Android 17 launches with new multitasking tools as Google expands Gemini features | TechCrunch
Android 17 and Wear OS 7 bring a wave of AI-powered creativity, multitasking, and safety features to Pixel devices and smartwatches, showcasing Google’s on-device AI strategy.
Condensed by AI-Portable from Editorial queue.
Google’s final build of Android 17 and Wear OS 7 landed Tuesday, rolling out first to Pixel devices alongside a feature-packed Pixel Drop. The update cements Google’s strategy of using its own hardware to demonstrate bleeding-edge AI, injecting generative models directly into the core experience while improving how we juggle apps and keep devices safe.
AI Becomes the Centerpiece
The Pixel Drop puts three new AI models at users’ fingertips. Lyria 3 generates music tracks from text prompts or images inside the Gemini app, turning anyone into a composer.

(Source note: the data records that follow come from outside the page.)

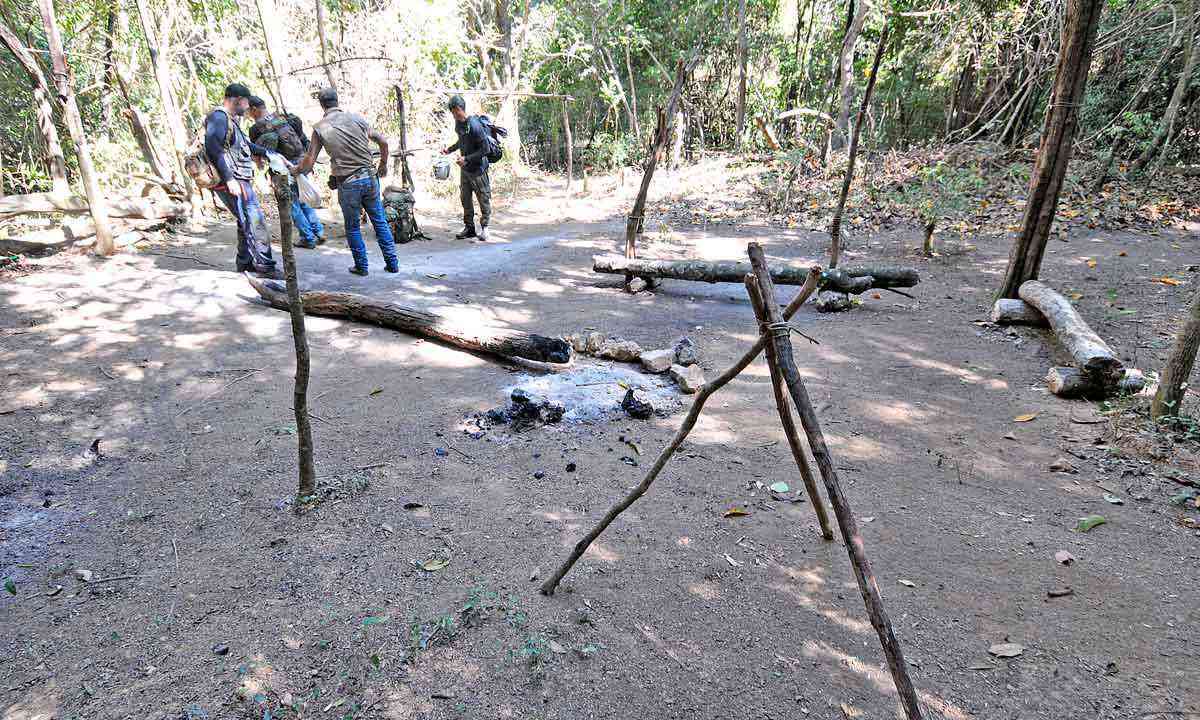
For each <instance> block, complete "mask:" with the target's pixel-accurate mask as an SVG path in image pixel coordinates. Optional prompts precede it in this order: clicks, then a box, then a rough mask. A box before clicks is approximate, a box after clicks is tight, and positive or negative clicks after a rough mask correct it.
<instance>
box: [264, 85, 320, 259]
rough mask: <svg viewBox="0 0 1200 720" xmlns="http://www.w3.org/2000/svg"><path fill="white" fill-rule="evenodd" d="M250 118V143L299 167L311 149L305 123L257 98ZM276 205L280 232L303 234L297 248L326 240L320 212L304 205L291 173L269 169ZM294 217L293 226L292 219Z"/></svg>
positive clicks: (290, 114)
mask: <svg viewBox="0 0 1200 720" xmlns="http://www.w3.org/2000/svg"><path fill="white" fill-rule="evenodd" d="M246 115H248V116H250V119H251V120H252V121H253V125H251V126H250V142H251V143H254V144H256V145H262V146H263V148H265V149H268V150H271V151H274V152H278V154H280V155H282V156H283V157H286V158H287V161H288V162H290V163H292V164H295V163H298V162H300V158H301V157H304V154H305V151H306V150H307V149H308V140H306V139H305V137H304V134H302V130H304V124H302V121H301V120H300V118H296V116H295V115H293V114H290V113H268V112H266V101H264V100H263V98H262V97H258V96H257V95H252V96H250V108H248V109H247V110H246ZM268 174H269V175H270V178H271V187H272V190H274V191H275V202H276V203H277V204H278V206H280V233H287V234H288V235H290V234H292V226H293V224H294V226H295V228H296V230H298V232H299V233H300V242H298V244H296V247H306V248H310V250H312V248H313V247H317V246H318V245H320V244H323V242H324V241H325V238H324V235H323V233H324V230H325V228H324V226H322V224H320V220H318V218H317V212H316V211H314V210H313V209H312V208H310V206H308V205H306V204H305V203H301V202H300V197H299V192H298V191H296V186H295V180H294V179H293V176H292V175H290V174H287V173H282V174H281V173H277V172H275V170H269V172H268ZM289 217H290V221H292V222H290V223H288V222H287V221H288V218H289Z"/></svg>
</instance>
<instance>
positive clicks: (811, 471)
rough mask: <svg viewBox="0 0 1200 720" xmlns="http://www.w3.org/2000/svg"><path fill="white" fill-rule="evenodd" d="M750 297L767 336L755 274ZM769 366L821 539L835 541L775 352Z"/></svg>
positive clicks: (761, 301)
mask: <svg viewBox="0 0 1200 720" xmlns="http://www.w3.org/2000/svg"><path fill="white" fill-rule="evenodd" d="M745 286H746V294H749V295H750V305H752V306H754V314H755V317H756V318H758V334H760V335H761V336H763V337H766V336H767V324H768V320H767V308H766V307H763V305H764V304H763V301H762V295H761V294H760V293H758V284H757V281H756V280H755V277H754V275H746V277H745ZM767 367H768V368H769V370H770V385H772V388H773V389H774V390H775V407H776V408H778V409H779V424H780V425H782V426H784V434H785V436H787V444H788V446H790V448H791V449H792V457H793V458H794V460H796V466H797V467H798V468H799V469H800V478H802V479H803V480H804V488H805V490H806V491H808V492H809V498H810V499H811V500H812V510H814V511H815V512H816V514H817V522H818V523H820V524H821V536H822V538H824V539H826V540H833V530H832V529H829V516H828V515H826V510H824V502H823V500H822V499H821V496H820V494H818V493H817V482H816V479H814V478H812V468H811V467H809V458H808V457H806V456H805V455H804V444H803V443H800V436H799V433H797V432H796V420H793V419H792V408H791V406H790V404H788V401H787V394H786V392H787V391H786V390H784V379H782V376H780V374H779V366H778V365H776V364H775V355H774V353H767Z"/></svg>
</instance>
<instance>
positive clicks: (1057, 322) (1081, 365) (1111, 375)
mask: <svg viewBox="0 0 1200 720" xmlns="http://www.w3.org/2000/svg"><path fill="white" fill-rule="evenodd" d="M1018 294H1020V296H1021V300H1025V301H1026V302H1028V304H1030V305H1032V306H1033V307H1034V308H1037V311H1038V312H1040V313H1042V316H1043V317H1045V319H1046V320H1048V322H1049V323H1050V329H1051V330H1052V331H1054V334H1055V336H1056V337H1057V338H1058V342H1060V343H1062V347H1063V348H1066V349H1067V352H1068V353H1070V356H1072V358H1074V359H1075V366H1076V367H1078V368H1079V370H1080V372H1082V373H1084V378H1085V380H1086V382H1087V384H1090V385H1094V386H1096V388H1097V389H1098V390H1099V391H1100V392H1103V394H1105V395H1106V394H1108V392H1109V391H1111V390H1114V389H1116V386H1117V383H1120V382H1121V378H1122V377H1124V364H1122V362H1121V360H1120V359H1118V358H1117V356H1116V354H1115V353H1114V352H1112V348H1110V347H1109V346H1108V343H1106V342H1104V341H1103V340H1102V338H1100V336H1099V335H1097V334H1096V332H1093V331H1092V329H1091V328H1090V326H1088V325H1087V323H1085V322H1084V318H1081V317H1080V316H1079V313H1078V312H1075V308H1074V306H1072V304H1070V301H1068V300H1067V299H1066V298H1063V296H1062V295H1060V294H1058V293H1056V292H1054V290H1052V289H1050V288H1049V287H1048V286H1046V284H1044V283H1042V282H1038V281H1036V280H1030V281H1026V282H1024V283H1021V287H1020V288H1019V289H1018Z"/></svg>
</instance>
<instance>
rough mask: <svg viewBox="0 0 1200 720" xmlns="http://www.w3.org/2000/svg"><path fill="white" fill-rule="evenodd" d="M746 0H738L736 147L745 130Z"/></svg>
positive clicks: (748, 51)
mask: <svg viewBox="0 0 1200 720" xmlns="http://www.w3.org/2000/svg"><path fill="white" fill-rule="evenodd" d="M748 54H749V49H748V46H746V0H738V137H737V148H738V149H740V148H742V139H743V136H744V134H745V130H746V55H748Z"/></svg>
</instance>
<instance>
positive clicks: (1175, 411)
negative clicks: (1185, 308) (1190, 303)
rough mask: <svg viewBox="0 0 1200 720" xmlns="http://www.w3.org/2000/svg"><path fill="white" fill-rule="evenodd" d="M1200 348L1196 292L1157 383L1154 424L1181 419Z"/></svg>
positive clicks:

Gemini Omni goes multimodal, letting you edit videos conversationally—describe the change you want, and the assistant handles the timeline. For communication across languages, the Pixel 10a gets AudioLM-powered speech-to-speech translation, making real-time conversations feel more natural. These tools aren’t hidden in labs; they’re baked into the phone’s default assistant.
Cross-platform sharing also got easier: Quick Share now plays nice with Apple’s AirDrop on older Pixel 8a and 9a devices. That means sending files between Android and iOS no longer requires a third-party workaround—a small but meaningful bridge between ecosystems.
Multitasking and Creativity on Android 17
Beyond AI, Android 17 introduces a “bubble bar” —a persistent UI element at the bottom of the screen that organizes recent apps into floating bubbles. You can reposition, group, and quickly bounce between apps without swiping through the recents view. It’s built for power users who stitch together multiple apps in rapid workflows.
Content creators gain a screen reaction recording feature: film yourself with the selfie camera while simultaneously capturing whatever is on your display. The resulting split view is ready to upload to TikTok, YouTube, or Instagram without extra editing. For foldable owners, a new gaming mode offers a 50/50 layout with a dynamic game pad, turning the inner screen into a portable console.
Parental controls and security also evolve:
- “Mark as Lost” in Find Hub triggers remote lock and tracking.
- Live Threat Detection scans for phishing and malware in real time.
- Screen time limits and content filters can now be set with a PIN alone—no Google account required.
Wear OS 7 Gets Smarter and Safer
On smartwatches, Wear OS 7 introduces live updates from phone apps that mirror directly to the wrist, so you can check dashboards or follow navigation without pulling out your phone. More crucially, emergency detection now senses car crashes, falls, and lack of pulse, automatically contacting emergency services and your selected contacts—potentially lifesaving for solo runners or older users.
Google is already teasing what’s next: Gemini Intelligence on Wear OS will let you describe a widget and have it generated on the fly. A “Personal Intelligence” feature will connect your Google apps and chat history with Gemini, giving contextual suggestions unique to you. Battery improvements of up to 10% and multistep automation round out the wearable upgrades.
Altogether, Android 17 and Wear OS 7 show Google betting that the next wave of mobile innovation isn’t just about specs but about AI that creates, organizes, and protects—on your phone, your wrist, and soon, your glasses.